Brian J. O’Roak’s team at Oregon Health and Science University in Portland has been exploring genetic mutations that are difficult to identify using conventional means, and what role these mutations might play in neurodevelopmental disorders. In a previous study, O’Roak and his colleagues sequenced the protein-coding regions of the genome, or ‘exomes,’ in more than 200 families that have a single child affected with autism1.
In doing so, the researchers unexpectedly identified several genetic mutations that appeared to be present in only a fraction of the child’s DNA, meaning the child’s cells are a mixture of non-mutated and mutated cells. These somatic mosaic mutations have been studied extensively in cancer, in which they play a significant role. However, for technical reasons, this class of mutations has been largely unstudied in other disorders, including autism. New evidence suggests that these mutations may explain a significant fraction of unsolved genetic risk but it is unknown how frequently they might occur in early development.

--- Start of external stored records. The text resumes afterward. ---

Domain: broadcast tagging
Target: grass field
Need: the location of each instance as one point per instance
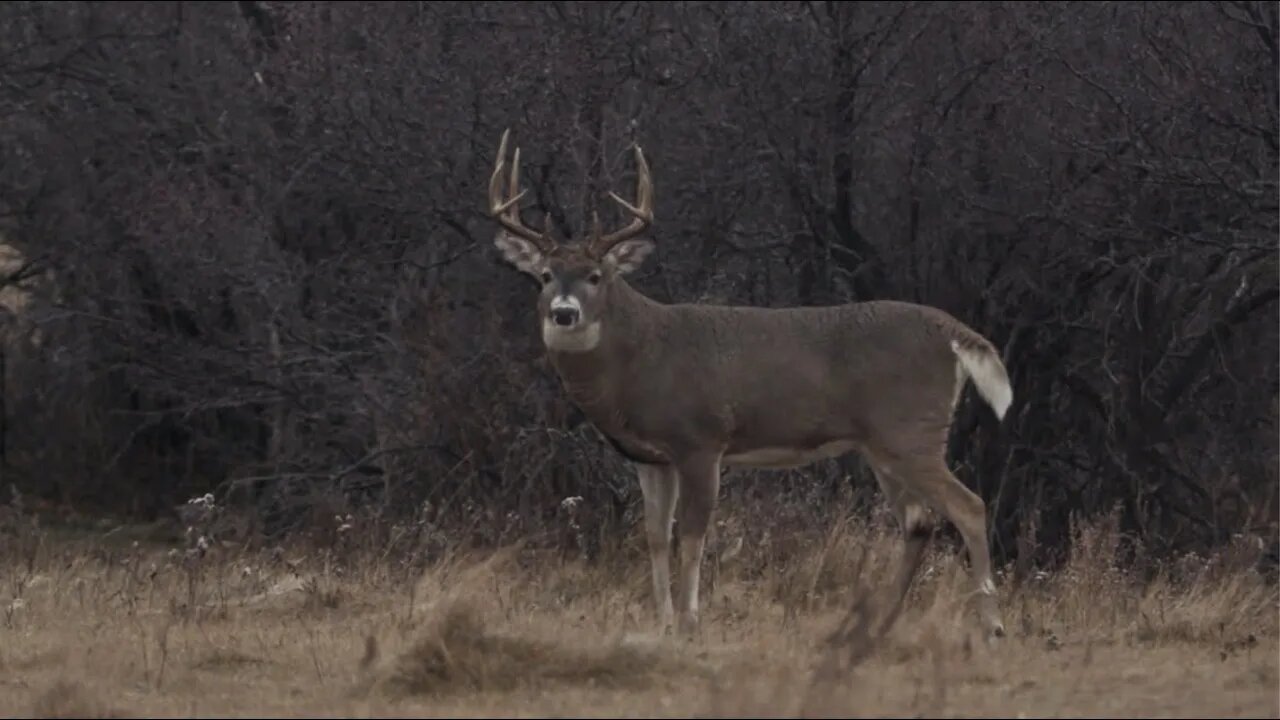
(95, 627)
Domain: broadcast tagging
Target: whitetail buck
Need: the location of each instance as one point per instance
(681, 390)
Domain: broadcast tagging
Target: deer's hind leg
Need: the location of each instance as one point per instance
(926, 477)
(917, 529)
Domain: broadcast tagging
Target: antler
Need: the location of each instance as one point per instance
(507, 212)
(641, 212)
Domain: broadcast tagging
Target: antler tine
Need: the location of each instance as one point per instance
(507, 212)
(641, 212)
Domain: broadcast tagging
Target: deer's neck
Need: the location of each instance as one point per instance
(592, 378)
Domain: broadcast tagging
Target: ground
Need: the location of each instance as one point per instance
(100, 628)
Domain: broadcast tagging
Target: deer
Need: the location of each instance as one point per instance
(684, 390)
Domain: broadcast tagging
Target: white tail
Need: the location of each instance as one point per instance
(682, 390)
(988, 376)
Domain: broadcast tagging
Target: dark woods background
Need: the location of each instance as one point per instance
(250, 255)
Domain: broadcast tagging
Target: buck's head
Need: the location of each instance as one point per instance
(575, 278)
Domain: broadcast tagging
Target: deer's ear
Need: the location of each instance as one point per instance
(629, 255)
(520, 253)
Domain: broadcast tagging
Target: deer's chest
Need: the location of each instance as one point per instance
(622, 419)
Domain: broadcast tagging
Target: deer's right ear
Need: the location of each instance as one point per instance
(520, 253)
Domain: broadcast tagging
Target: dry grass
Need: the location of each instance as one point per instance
(94, 630)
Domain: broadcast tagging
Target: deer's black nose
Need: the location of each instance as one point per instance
(565, 317)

O’Roak and his team devised a computational and experimental framework for detecting low-level mosaicism and applied these techniques in other disorders2. Using these methods, they are performing a systematic evaluation of the role of somatic mosaic mutations in human development and autism risk.
They plan to first examine the rates of somatic mosaic mutations in affected and unaffected children and their parents in exome data from a large family-based sample, the Simons Simplex Collection. They will then evaluate a cohort that is potentially enriched for these types of mutations: identical-twin pairs. Approximately half of these twin pairs share an autism diagnosis, and in the other half, only one twin has autism. The researchers plan to look in depth for mutations that have occurred before and after identical twins separate into two developing embryos and the role they might play in autism risk.